The statement from HRW comes more than two months after a 22 February Security Council resolution demanding an end to attacks on civilian areas.
HRW said that since then, it "has documented at least 85 strike sites in [opposition-held] neighbourhoods of Aleppo city... including two government barrel bomb attacks on clearly marked official hospitals".
The strikes, most reportedly involving "unguided, high-explosive barrel bombs", have hit civilians and civilian objects "indiscriminately".
The group said attacks that cannot distinguish between fighters and civilians are "unlawful".

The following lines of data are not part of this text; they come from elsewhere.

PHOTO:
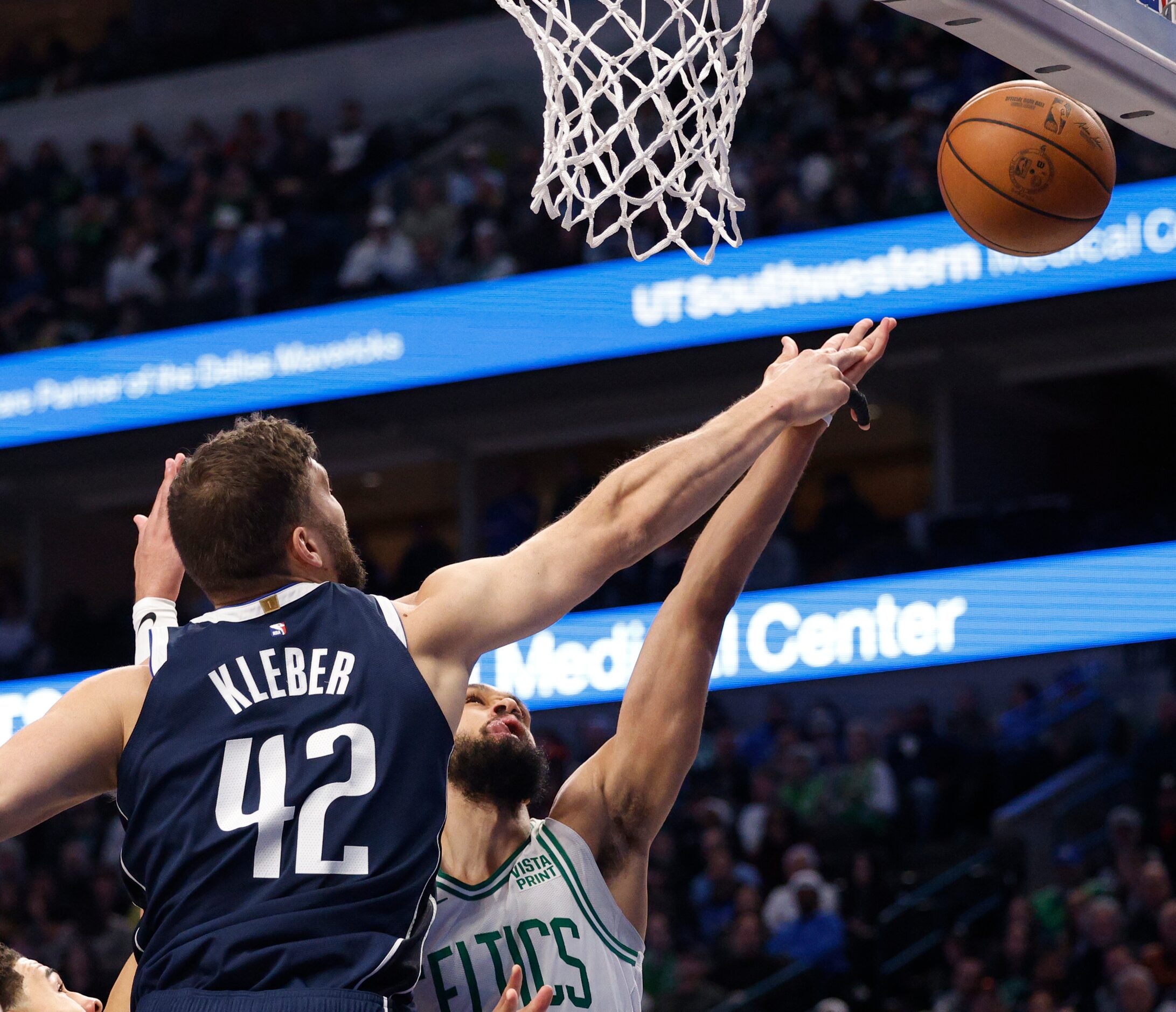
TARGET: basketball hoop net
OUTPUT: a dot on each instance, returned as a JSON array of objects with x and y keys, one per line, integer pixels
[{"x": 640, "y": 114}]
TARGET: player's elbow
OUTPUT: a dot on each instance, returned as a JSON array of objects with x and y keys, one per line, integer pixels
[
  {"x": 622, "y": 530},
  {"x": 704, "y": 612}
]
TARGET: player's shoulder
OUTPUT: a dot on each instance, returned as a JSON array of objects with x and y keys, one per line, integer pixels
[{"x": 118, "y": 691}]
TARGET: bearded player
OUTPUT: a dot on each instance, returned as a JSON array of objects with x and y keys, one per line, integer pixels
[
  {"x": 566, "y": 898},
  {"x": 30, "y": 987},
  {"x": 281, "y": 761}
]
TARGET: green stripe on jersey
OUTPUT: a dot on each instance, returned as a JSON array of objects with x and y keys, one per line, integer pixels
[
  {"x": 567, "y": 870},
  {"x": 498, "y": 878}
]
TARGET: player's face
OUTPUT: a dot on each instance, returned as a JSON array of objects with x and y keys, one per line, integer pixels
[
  {"x": 344, "y": 564},
  {"x": 496, "y": 758},
  {"x": 496, "y": 715},
  {"x": 45, "y": 991}
]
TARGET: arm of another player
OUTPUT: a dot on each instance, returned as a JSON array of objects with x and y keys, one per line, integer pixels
[
  {"x": 120, "y": 994},
  {"x": 466, "y": 610},
  {"x": 620, "y": 798},
  {"x": 72, "y": 753}
]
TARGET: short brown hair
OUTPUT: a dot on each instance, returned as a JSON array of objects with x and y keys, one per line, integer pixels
[
  {"x": 236, "y": 499},
  {"x": 12, "y": 984}
]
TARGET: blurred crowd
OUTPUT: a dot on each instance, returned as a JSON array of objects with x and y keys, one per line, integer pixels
[
  {"x": 795, "y": 835},
  {"x": 841, "y": 124}
]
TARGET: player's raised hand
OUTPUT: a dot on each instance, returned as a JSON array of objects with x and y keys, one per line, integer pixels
[
  {"x": 865, "y": 335},
  {"x": 159, "y": 571},
  {"x": 510, "y": 1000},
  {"x": 812, "y": 385},
  {"x": 875, "y": 342}
]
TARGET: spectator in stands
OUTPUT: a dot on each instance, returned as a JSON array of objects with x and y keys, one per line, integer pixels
[
  {"x": 865, "y": 792},
  {"x": 916, "y": 756},
  {"x": 382, "y": 259},
  {"x": 298, "y": 165},
  {"x": 801, "y": 864},
  {"x": 1135, "y": 990},
  {"x": 1152, "y": 890},
  {"x": 349, "y": 143},
  {"x": 13, "y": 189},
  {"x": 490, "y": 259},
  {"x": 18, "y": 643},
  {"x": 431, "y": 219},
  {"x": 1156, "y": 753},
  {"x": 131, "y": 276},
  {"x": 693, "y": 991},
  {"x": 474, "y": 182},
  {"x": 1101, "y": 927},
  {"x": 743, "y": 961},
  {"x": 967, "y": 983},
  {"x": 713, "y": 891},
  {"x": 232, "y": 273},
  {"x": 427, "y": 553},
  {"x": 1160, "y": 957},
  {"x": 248, "y": 144},
  {"x": 815, "y": 937},
  {"x": 659, "y": 966},
  {"x": 26, "y": 298},
  {"x": 802, "y": 790},
  {"x": 512, "y": 518}
]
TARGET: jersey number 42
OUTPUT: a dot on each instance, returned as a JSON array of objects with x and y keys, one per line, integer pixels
[{"x": 273, "y": 812}]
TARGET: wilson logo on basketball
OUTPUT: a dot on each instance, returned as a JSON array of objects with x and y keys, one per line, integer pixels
[
  {"x": 1059, "y": 116},
  {"x": 1032, "y": 171}
]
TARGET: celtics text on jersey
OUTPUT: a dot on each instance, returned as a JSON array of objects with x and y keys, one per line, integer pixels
[{"x": 546, "y": 909}]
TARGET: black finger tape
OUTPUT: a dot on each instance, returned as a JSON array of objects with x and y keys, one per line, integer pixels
[{"x": 860, "y": 406}]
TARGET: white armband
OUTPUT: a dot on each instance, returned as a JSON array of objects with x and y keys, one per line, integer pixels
[{"x": 153, "y": 618}]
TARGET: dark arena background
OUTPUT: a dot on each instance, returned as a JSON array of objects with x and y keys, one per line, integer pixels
[{"x": 324, "y": 210}]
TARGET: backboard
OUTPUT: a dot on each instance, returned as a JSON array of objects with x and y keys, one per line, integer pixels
[{"x": 1116, "y": 56}]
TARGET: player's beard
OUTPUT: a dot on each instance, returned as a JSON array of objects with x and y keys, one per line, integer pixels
[
  {"x": 504, "y": 771},
  {"x": 350, "y": 569}
]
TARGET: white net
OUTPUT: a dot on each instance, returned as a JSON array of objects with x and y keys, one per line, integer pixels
[{"x": 641, "y": 106}]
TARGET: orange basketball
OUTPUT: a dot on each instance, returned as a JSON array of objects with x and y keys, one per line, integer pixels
[{"x": 1026, "y": 170}]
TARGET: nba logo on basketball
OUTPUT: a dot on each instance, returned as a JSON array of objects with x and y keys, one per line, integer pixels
[{"x": 1057, "y": 116}]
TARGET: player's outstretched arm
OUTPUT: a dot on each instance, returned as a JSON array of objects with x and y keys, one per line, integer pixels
[
  {"x": 620, "y": 798},
  {"x": 466, "y": 610},
  {"x": 120, "y": 994},
  {"x": 72, "y": 753}
]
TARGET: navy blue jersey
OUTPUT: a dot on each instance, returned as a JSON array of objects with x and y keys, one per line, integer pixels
[{"x": 284, "y": 797}]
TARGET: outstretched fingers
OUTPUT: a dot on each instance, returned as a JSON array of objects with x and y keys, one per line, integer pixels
[{"x": 875, "y": 343}]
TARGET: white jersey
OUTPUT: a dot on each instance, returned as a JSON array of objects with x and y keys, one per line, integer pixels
[{"x": 546, "y": 909}]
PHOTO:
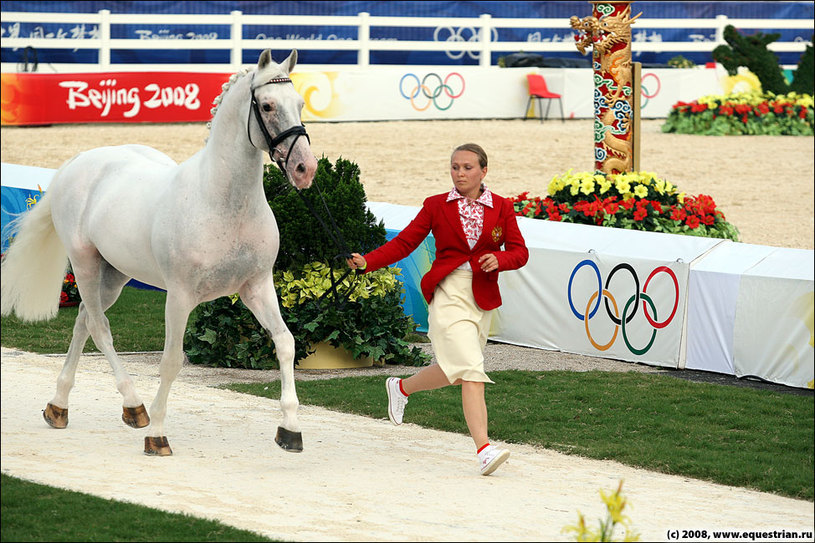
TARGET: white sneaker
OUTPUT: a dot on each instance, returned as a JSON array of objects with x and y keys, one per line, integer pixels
[
  {"x": 492, "y": 457},
  {"x": 396, "y": 400}
]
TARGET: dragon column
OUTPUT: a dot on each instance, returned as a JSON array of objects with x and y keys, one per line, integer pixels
[{"x": 608, "y": 33}]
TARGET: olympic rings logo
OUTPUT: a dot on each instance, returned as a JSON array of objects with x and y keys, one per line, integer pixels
[
  {"x": 644, "y": 89},
  {"x": 620, "y": 321},
  {"x": 442, "y": 95},
  {"x": 457, "y": 35}
]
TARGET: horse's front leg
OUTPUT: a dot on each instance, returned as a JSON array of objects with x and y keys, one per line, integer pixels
[
  {"x": 261, "y": 299},
  {"x": 176, "y": 312}
]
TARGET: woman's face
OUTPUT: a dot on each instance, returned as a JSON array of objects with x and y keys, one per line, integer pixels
[{"x": 467, "y": 173}]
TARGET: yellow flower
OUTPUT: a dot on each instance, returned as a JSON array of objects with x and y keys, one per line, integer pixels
[
  {"x": 587, "y": 186},
  {"x": 659, "y": 186}
]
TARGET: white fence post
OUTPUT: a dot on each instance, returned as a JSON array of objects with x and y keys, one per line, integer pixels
[
  {"x": 486, "y": 35},
  {"x": 235, "y": 36},
  {"x": 364, "y": 39},
  {"x": 104, "y": 40},
  {"x": 721, "y": 22}
]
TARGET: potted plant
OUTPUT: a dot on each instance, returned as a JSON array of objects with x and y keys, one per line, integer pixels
[{"x": 361, "y": 315}]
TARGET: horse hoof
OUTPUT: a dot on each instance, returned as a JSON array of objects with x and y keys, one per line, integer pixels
[
  {"x": 135, "y": 417},
  {"x": 288, "y": 440},
  {"x": 56, "y": 417},
  {"x": 157, "y": 446}
]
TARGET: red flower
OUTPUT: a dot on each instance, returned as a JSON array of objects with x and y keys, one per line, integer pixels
[{"x": 678, "y": 214}]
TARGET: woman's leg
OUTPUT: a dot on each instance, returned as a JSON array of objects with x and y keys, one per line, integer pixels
[
  {"x": 475, "y": 411},
  {"x": 428, "y": 378}
]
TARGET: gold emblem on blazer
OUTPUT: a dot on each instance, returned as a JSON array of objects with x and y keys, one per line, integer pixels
[{"x": 497, "y": 234}]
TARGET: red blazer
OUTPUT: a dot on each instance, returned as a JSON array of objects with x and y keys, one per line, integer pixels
[{"x": 442, "y": 219}]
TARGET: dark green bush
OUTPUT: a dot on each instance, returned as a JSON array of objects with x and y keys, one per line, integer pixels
[
  {"x": 752, "y": 53},
  {"x": 302, "y": 238},
  {"x": 371, "y": 322}
]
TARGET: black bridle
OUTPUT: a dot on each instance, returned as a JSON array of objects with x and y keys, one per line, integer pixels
[{"x": 272, "y": 143}]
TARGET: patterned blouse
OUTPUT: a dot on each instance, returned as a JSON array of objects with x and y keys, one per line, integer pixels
[{"x": 471, "y": 213}]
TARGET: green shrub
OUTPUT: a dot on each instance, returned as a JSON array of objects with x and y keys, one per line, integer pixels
[
  {"x": 302, "y": 238},
  {"x": 367, "y": 318},
  {"x": 752, "y": 53}
]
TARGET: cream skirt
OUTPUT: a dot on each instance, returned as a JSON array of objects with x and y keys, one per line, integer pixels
[{"x": 458, "y": 328}]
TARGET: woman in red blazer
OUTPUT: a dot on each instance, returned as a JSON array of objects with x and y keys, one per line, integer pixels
[{"x": 476, "y": 235}]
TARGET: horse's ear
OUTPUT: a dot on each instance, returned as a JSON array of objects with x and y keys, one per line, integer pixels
[
  {"x": 291, "y": 61},
  {"x": 265, "y": 59}
]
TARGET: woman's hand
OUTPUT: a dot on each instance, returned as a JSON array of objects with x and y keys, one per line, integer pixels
[
  {"x": 488, "y": 262},
  {"x": 356, "y": 262}
]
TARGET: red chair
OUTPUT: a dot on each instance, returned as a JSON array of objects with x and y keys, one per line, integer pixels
[{"x": 538, "y": 91}]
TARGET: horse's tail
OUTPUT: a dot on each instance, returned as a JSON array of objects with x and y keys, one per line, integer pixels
[{"x": 33, "y": 268}]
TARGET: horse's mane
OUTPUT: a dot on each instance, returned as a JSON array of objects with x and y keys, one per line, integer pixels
[{"x": 224, "y": 88}]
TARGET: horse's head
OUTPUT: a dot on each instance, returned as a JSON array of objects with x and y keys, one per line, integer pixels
[{"x": 277, "y": 107}]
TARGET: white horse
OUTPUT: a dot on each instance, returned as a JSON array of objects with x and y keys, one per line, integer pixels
[{"x": 200, "y": 229}]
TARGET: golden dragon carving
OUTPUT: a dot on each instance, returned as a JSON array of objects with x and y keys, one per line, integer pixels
[{"x": 603, "y": 35}]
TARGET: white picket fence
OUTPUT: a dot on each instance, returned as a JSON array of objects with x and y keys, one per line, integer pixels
[{"x": 453, "y": 35}]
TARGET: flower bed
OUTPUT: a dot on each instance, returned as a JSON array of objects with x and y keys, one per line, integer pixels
[
  {"x": 749, "y": 113},
  {"x": 635, "y": 200}
]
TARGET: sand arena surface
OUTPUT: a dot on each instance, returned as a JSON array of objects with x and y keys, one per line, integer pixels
[{"x": 364, "y": 479}]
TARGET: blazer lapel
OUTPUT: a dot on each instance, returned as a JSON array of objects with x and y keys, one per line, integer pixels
[
  {"x": 451, "y": 213},
  {"x": 491, "y": 215}
]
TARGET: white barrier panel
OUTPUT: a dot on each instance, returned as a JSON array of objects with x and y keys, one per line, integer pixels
[
  {"x": 600, "y": 292},
  {"x": 774, "y": 319},
  {"x": 712, "y": 293}
]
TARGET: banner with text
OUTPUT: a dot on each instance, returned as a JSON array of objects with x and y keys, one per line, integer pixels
[{"x": 158, "y": 97}]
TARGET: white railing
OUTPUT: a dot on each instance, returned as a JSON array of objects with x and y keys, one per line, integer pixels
[{"x": 94, "y": 32}]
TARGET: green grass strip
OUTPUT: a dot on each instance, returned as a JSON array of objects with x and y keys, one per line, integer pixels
[
  {"x": 729, "y": 435},
  {"x": 34, "y": 512}
]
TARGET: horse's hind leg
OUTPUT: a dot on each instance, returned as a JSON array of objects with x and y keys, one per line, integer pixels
[
  {"x": 99, "y": 289},
  {"x": 176, "y": 312},
  {"x": 261, "y": 299}
]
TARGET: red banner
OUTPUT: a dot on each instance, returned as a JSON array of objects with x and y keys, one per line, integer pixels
[{"x": 111, "y": 97}]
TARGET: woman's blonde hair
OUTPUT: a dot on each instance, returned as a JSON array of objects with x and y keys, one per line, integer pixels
[{"x": 473, "y": 148}]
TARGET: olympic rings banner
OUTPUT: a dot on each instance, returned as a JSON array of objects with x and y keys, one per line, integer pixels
[
  {"x": 629, "y": 309},
  {"x": 381, "y": 93}
]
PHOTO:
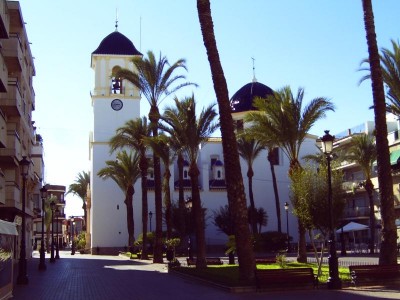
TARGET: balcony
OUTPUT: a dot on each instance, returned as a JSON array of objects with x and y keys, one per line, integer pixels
[
  {"x": 13, "y": 54},
  {"x": 11, "y": 102},
  {"x": 7, "y": 155},
  {"x": 4, "y": 20}
]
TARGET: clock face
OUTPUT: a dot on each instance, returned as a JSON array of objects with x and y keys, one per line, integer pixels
[{"x": 116, "y": 104}]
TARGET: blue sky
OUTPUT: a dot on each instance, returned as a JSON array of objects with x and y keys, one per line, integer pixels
[{"x": 314, "y": 44}]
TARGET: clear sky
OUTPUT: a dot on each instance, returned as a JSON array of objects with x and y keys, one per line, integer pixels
[{"x": 314, "y": 44}]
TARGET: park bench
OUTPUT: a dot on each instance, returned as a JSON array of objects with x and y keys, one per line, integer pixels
[
  {"x": 209, "y": 261},
  {"x": 374, "y": 274},
  {"x": 285, "y": 278},
  {"x": 266, "y": 260}
]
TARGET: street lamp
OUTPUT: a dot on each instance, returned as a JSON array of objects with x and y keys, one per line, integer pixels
[
  {"x": 188, "y": 205},
  {"x": 287, "y": 225},
  {"x": 57, "y": 244},
  {"x": 72, "y": 236},
  {"x": 22, "y": 275},
  {"x": 150, "y": 216},
  {"x": 53, "y": 207},
  {"x": 333, "y": 280},
  {"x": 42, "y": 263}
]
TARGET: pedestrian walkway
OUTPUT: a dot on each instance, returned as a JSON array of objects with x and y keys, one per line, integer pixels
[{"x": 88, "y": 277}]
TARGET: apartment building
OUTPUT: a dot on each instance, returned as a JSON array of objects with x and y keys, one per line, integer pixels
[{"x": 357, "y": 207}]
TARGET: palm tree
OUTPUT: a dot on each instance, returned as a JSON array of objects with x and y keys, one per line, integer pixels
[
  {"x": 132, "y": 135},
  {"x": 363, "y": 152},
  {"x": 281, "y": 116},
  {"x": 249, "y": 149},
  {"x": 124, "y": 172},
  {"x": 388, "y": 250},
  {"x": 234, "y": 179},
  {"x": 193, "y": 132},
  {"x": 390, "y": 66},
  {"x": 156, "y": 80},
  {"x": 79, "y": 188},
  {"x": 160, "y": 146}
]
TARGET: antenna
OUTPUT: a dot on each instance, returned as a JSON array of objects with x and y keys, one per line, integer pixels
[
  {"x": 116, "y": 19},
  {"x": 254, "y": 71},
  {"x": 140, "y": 34}
]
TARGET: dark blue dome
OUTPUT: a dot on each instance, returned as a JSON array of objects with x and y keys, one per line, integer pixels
[
  {"x": 118, "y": 44},
  {"x": 242, "y": 100}
]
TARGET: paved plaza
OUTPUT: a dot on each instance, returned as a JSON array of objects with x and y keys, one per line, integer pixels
[{"x": 88, "y": 277}]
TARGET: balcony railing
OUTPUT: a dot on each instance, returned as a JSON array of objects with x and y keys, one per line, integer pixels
[{"x": 356, "y": 212}]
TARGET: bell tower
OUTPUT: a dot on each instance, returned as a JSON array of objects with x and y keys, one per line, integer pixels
[{"x": 114, "y": 102}]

Such attacks "continue despite a United Nations Security Council Resolution unanimously passed on 22 February, demanding that all parties in Syria cease the indiscriminate use of barrel bombs and other weapons in populated areas," HRW said.
Syrian government forces started aerial offensives targeting opposition areas last 15 December.
Hundreds of people have been killed in these attacks. Thousands of families have also fled into the countryside and for neighbouring Turkey to the north.
HRW's statement also came a day after President Bashar al-Assad registered to stand for re-election next month.
"President Assad is talking about elections, but for Aleppo's residents, the only campaign they are witnessing is a military one of barrel bombs and indiscriminate shelling," HRW deputy Middle East and North Africa director Nadim Houry said.
The rights group said the supply of arms to rebel groups that have committed systematic abuses must also stop.
It said that "at least some of the improvised weapons used (by rebels fighting an offensive on government areas in Aleppo) are prone to indiscriminate effects when used to attack populated residential areas".